Further Improvements. The bad case for the running time of the pointer-based Union-Find data structure is when we repeatedly take Union of equal-sized sets.Find(v) takes O(log n) time, and having to follow the same sequence of log n pointers every time for finding the name of the set containing v is quite redundant. So in the improved implementation, we will compress the path we followed after every Find operation by resetting all pointers along the path to point to the current name of the set. But how did the time required for a Find(v) change?A sequence of n Find operations employing compression requires an amount of time that is extremely close to linear in n; the actual upper bound is O(nα(n)) where α(n) is an extremely slow-growing function of n called the inverse Ackermann function.

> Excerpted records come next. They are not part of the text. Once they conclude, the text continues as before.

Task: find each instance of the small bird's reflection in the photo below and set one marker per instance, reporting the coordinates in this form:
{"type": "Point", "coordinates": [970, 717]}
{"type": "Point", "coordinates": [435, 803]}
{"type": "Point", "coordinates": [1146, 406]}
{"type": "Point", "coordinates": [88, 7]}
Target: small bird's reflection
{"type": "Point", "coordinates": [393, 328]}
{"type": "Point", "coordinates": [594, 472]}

Implementing Kruskal's Algorithm. Now we will use the Union-Find data structure to implement Kruskal's algorithm. Sort edges by cost, and this takes time O(m log m). We use the Union-Find data structure to maintain the connected components of (V,T) as edges are added. We are doing a total of at most 2m Find and n-1 Union operations over the course of Kruskal's algorithm. We can use either form of Union-Find data structure described above to conclude that it is a total of O(m log n) time. To sum up, Kruskal's Algorithm can be implemented on a graph with n nodes and m edges to run in O(m log n) time.

This section had some twists and it was not too long, thus I give it a scale of 8/10.